Plaintiff must be said to have 'utilized the common teachings of the prior art * * * (and) did nothing that could not have been accomplished by the ordinary person skilled in the art. What patentee did undoubtedly required some skill, but what (it) did cannot be said to rise to the dignity of an invention.' H. W. Gossard Co. v. J. C. Penny Company, 7 Cir., 304 F.2d 515, 517 (1962).
We hold that plaintiff's patent No. 2,627,677 is invalid as to claim 4 and that plaintiff's reissue patent Re. 23,725 is invalid as to claims 4, 5 and 6 for the reasons above stated and the judgment of the district court in that respect must be affirmed.
The claims of the patent in suit being held invalid, we need not consider further the question of their infringement.
As stated earlier, defendant filed its application for registration of its trademark 'Resonite' on May 11, 1954. The trademark was registered in the Patent Office on March 8, 1955 to defendant as Registration No. 603,005 'for clarinets.' The trademark as registered consits solely of the single word 'Resonite.' This is consistent with the language of the application filed therefor.
Defendant contends that the question of validity of its trademark 'Resonite' is not properly before us because plaintiff did not appeal from that part of the decree finding it valid. However, defendant appealed from that portion of the decree finding no infringement by plaintiff of defendant's mark. A proper defense to alleged infringement is invalidity, and plaintiff may properly urge that question on appeal as one ground for sustaining the trial court's finding of no infringement. This is so even though we may determine the issue of validity adversely to plaintiff. We look first, therefore, to the question of validity.
Defendant first used this trademark in commerce March 14, 1948. It was first used in defendant's advertising in May, 1948. From May, 1948 to December, 1958 defendant spent $141,239 advertising clarinets bearing this trademark. During that period, defendant shipped 134,982 such clarinets having a wholesale value of $9,000,000 and a retail value of $18,000,000.
Defendant used a series of grade marks to classify its lines of musical instruments as: 'Selmer'-- top grade; 'Signet'-- medium grade; and 'Bundy'-- student's grade.
As shown by its advertising, defendant restricted the use of its trademark to its Bundy grade of instruments advertised for students' use.

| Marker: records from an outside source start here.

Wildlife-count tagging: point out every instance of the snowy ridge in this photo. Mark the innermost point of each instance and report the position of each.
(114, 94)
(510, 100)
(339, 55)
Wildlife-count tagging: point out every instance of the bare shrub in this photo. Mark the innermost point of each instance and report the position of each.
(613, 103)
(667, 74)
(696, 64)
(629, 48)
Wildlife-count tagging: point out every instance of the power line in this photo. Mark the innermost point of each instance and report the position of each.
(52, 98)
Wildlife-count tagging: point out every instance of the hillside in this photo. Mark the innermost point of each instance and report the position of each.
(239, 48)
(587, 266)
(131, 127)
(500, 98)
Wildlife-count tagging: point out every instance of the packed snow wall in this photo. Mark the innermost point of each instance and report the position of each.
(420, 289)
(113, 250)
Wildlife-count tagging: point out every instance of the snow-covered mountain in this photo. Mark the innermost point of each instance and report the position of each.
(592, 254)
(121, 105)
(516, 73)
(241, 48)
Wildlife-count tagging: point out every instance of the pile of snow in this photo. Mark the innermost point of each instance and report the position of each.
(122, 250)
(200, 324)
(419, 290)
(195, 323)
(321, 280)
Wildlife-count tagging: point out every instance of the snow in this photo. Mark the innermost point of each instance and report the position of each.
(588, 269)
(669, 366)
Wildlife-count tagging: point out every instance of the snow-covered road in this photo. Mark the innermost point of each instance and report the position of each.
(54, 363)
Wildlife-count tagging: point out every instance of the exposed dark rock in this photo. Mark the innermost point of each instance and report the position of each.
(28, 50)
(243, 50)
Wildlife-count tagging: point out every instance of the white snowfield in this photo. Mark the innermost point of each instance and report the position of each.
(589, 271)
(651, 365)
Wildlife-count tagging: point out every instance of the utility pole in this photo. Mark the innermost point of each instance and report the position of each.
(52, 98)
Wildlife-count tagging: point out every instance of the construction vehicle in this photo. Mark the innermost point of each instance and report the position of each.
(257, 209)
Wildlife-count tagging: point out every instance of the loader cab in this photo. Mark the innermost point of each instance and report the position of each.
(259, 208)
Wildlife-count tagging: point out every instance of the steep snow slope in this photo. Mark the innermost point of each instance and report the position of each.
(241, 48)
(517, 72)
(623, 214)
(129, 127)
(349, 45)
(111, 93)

It was always used in conjunction with the word 'Bundy.' Although the words were displayed in various ways, the product was represented to be a 'Bundy Resonite Clarinet.'
Because of the proscription of subsection (e) of 15 U.S.C.A. 1052 against the registration 'of a mark which, (1) when applied to the goods of the applicant is merely descriptive * * * of them,' and the many cases holding generally that no one may appropriate a descriptive or geographical term as a trademark, cases such as the one before us usually present a close question of validity.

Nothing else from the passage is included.